Foreign Policy Research Institute A Nation Must Think Before it Acts Lessons from the Taiwan Relations Act

Lessons from the Taiwan Relations Act

Twenty years ago the United States severed its diplomatic relations with the Republic of China (ROC). The Taiwan Relations Act (TRA) was then enacted in 1979 to preserve and promote commercial, cultural, and other relations between the United States and Taiwan, and has been instrumental in maintaining peace, security, and stability in the Taiwan Strait.

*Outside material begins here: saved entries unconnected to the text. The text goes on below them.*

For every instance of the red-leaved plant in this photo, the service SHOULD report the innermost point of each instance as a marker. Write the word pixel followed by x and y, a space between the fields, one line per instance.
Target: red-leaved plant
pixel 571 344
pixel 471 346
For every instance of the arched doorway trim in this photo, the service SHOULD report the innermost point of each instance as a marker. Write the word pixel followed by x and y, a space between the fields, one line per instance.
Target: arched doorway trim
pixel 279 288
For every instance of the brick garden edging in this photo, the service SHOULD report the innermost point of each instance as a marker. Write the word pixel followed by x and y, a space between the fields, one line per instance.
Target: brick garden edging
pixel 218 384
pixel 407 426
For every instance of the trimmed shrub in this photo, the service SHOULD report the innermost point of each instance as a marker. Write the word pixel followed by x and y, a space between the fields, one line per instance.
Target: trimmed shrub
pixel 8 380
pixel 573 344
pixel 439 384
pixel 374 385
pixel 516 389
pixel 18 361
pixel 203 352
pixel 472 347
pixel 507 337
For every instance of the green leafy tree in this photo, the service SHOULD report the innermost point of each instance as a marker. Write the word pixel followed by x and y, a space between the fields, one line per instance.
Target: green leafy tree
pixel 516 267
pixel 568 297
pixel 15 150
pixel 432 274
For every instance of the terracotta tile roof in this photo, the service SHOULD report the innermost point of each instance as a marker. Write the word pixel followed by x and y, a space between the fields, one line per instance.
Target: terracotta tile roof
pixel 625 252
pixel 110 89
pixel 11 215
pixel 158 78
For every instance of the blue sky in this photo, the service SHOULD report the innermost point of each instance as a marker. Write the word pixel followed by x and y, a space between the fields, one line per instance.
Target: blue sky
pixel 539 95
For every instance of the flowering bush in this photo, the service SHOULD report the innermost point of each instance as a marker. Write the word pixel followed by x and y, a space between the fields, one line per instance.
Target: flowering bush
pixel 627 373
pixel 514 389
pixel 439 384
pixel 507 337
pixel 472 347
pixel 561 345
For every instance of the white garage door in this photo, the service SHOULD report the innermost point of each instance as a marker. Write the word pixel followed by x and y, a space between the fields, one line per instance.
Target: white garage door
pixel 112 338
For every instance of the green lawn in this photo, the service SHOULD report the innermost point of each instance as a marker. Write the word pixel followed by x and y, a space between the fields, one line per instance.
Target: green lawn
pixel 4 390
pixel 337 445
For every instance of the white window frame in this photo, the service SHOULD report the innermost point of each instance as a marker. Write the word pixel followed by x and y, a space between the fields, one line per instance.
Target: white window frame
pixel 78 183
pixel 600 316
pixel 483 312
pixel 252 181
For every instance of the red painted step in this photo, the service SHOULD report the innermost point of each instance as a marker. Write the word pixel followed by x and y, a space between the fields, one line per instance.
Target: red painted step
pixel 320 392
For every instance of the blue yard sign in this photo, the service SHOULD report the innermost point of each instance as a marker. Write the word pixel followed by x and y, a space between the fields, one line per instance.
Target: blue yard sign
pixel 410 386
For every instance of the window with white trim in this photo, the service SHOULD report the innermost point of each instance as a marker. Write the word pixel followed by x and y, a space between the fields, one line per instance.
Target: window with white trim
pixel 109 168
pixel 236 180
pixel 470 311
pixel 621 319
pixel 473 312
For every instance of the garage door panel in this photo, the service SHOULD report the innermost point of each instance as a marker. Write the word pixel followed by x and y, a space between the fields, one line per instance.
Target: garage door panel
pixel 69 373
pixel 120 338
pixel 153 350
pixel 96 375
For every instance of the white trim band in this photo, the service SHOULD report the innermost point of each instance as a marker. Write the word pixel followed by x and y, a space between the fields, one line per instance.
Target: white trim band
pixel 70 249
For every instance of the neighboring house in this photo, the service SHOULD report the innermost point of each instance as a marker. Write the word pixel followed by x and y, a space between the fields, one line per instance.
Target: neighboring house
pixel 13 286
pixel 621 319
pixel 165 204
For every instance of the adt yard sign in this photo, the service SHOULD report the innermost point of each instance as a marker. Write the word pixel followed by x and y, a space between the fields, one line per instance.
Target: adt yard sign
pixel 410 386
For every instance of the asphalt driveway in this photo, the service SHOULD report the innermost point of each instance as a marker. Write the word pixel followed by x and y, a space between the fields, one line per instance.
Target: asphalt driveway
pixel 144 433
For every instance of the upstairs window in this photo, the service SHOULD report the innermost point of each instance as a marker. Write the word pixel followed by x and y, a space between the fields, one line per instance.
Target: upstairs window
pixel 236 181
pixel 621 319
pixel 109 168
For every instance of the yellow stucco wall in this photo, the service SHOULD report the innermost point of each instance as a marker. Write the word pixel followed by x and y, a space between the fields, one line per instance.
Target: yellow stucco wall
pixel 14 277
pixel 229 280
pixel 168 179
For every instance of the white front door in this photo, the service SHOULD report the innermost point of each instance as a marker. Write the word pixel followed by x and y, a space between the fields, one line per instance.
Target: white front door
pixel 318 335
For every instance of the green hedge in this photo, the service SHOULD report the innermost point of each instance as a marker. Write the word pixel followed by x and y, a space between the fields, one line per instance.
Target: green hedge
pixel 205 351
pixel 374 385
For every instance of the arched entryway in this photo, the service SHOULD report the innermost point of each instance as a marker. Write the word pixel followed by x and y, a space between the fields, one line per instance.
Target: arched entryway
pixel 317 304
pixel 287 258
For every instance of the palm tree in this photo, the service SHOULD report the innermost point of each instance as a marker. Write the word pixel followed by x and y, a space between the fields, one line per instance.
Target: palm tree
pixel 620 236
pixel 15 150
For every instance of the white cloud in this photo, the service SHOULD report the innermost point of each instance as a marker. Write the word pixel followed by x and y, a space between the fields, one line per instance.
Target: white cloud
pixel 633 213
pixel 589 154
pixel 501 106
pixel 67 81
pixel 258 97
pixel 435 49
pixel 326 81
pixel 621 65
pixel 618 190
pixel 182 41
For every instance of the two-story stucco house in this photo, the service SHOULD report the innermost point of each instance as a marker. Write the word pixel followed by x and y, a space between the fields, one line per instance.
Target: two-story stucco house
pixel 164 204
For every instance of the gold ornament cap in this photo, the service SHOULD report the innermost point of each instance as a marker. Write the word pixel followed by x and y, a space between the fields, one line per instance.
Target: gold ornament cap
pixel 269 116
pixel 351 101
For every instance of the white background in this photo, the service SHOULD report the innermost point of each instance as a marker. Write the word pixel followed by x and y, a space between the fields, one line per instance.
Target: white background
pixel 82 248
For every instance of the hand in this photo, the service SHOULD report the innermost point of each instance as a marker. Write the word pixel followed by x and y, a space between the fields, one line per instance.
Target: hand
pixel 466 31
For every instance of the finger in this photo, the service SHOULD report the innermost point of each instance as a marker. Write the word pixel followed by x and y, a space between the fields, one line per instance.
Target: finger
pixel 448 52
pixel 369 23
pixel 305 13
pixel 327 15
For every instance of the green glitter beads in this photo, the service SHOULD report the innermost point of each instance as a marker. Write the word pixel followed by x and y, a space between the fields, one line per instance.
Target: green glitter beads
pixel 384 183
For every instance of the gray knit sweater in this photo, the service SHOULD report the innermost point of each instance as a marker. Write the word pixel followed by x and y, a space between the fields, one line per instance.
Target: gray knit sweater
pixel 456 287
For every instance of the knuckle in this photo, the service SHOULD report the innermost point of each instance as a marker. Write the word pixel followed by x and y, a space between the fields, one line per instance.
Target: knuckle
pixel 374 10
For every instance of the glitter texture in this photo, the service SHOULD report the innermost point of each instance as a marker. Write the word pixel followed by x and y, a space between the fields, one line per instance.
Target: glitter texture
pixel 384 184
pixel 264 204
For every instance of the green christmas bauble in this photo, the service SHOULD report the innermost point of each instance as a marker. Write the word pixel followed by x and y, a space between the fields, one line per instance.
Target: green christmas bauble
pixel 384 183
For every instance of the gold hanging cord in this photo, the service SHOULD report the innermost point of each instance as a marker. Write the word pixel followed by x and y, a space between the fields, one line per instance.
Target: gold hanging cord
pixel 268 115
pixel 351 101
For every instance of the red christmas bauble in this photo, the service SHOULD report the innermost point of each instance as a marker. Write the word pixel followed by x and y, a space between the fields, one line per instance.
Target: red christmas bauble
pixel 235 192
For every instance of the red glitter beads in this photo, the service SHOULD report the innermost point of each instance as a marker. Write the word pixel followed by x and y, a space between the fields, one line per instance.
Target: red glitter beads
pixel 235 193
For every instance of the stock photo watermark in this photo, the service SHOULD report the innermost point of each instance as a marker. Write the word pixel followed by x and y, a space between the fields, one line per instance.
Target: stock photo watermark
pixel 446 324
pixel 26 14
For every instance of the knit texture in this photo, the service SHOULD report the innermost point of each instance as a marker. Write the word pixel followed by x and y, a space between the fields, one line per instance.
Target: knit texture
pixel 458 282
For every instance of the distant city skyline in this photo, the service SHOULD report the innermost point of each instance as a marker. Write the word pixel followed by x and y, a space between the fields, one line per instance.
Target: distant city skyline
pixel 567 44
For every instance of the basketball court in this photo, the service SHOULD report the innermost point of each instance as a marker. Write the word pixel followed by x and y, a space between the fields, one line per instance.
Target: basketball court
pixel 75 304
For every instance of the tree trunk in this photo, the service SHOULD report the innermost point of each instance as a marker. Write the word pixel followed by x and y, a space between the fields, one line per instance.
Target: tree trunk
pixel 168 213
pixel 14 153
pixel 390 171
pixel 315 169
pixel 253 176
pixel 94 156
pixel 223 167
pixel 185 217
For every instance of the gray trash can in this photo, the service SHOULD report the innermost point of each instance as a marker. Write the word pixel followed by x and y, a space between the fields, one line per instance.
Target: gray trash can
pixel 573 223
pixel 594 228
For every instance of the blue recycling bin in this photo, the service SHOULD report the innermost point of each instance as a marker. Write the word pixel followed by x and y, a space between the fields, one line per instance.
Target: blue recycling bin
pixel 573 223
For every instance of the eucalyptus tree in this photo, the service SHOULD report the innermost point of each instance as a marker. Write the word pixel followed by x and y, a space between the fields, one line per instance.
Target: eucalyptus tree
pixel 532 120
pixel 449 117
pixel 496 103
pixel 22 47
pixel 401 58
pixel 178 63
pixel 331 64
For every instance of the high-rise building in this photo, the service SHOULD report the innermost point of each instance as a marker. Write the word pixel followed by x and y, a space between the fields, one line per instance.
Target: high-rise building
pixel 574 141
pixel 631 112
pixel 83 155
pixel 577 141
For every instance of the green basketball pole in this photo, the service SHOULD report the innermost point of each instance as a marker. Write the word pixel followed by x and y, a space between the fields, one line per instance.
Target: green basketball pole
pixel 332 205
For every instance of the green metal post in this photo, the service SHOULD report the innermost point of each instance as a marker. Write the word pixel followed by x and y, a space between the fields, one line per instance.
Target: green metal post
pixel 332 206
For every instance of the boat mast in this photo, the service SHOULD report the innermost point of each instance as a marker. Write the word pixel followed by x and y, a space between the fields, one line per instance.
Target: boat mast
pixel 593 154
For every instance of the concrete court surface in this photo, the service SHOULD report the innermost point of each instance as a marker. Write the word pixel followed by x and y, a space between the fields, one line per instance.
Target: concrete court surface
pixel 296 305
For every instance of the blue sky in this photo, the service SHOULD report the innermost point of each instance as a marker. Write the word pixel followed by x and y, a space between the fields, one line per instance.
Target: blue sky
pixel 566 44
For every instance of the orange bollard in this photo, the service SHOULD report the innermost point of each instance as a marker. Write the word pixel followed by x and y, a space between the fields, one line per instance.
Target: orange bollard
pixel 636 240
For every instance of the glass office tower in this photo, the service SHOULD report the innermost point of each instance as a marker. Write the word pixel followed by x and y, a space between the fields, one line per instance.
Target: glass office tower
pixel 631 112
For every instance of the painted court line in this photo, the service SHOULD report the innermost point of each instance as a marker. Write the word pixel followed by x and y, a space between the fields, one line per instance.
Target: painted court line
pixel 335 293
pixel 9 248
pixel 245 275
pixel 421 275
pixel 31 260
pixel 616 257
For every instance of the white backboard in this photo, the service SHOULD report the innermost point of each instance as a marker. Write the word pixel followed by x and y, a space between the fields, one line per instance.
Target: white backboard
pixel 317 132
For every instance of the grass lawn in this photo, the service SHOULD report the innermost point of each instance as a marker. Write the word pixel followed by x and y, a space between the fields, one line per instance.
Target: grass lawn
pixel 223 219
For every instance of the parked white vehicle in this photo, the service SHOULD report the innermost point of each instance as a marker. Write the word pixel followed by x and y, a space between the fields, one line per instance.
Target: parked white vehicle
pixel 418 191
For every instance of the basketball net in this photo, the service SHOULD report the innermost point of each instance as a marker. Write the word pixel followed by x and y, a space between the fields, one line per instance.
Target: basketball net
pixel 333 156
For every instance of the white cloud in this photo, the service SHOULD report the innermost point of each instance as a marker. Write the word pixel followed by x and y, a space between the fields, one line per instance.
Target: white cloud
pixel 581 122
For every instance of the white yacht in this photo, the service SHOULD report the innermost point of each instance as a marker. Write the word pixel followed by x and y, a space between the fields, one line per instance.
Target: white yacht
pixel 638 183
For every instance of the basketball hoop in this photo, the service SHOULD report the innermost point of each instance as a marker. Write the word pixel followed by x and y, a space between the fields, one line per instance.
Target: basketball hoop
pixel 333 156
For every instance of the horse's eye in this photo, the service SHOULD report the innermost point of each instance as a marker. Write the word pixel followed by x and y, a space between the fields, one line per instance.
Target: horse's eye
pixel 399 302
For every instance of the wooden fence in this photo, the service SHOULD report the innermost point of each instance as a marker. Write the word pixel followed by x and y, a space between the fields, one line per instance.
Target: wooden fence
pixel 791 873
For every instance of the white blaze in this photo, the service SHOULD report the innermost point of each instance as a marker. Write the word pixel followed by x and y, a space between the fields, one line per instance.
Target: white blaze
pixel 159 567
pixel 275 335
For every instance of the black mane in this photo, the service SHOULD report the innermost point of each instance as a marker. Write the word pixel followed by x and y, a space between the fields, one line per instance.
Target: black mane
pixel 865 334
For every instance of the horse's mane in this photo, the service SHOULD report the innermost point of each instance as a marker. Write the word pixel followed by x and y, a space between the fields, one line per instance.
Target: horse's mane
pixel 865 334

Joseph S. Nye, Jr., former assistant secretary for international security affairs in the U.S. Department of Defense, observed that the rise and fall of great powers has historically been accompanied by severe instability in international state systems. The power structure in East Asia today is marked by just such a rise and fall of great powers. The Soviet Union has collapsed, North Korea is dangerously volatile, Japan’s role is evolving, and China’s power is rapidly rising. Moreover, the Taiwan Strait crises of 1995–96 demonstrate that peace and stability in the region can no longer be taken for granted. According to a Pentagon report, the People’s Republic of China (PRC) now has 150–200 ballistic missiles aimed at Taiwan, and the island has a dangerously limited capacity to defend against missile attacks and threats.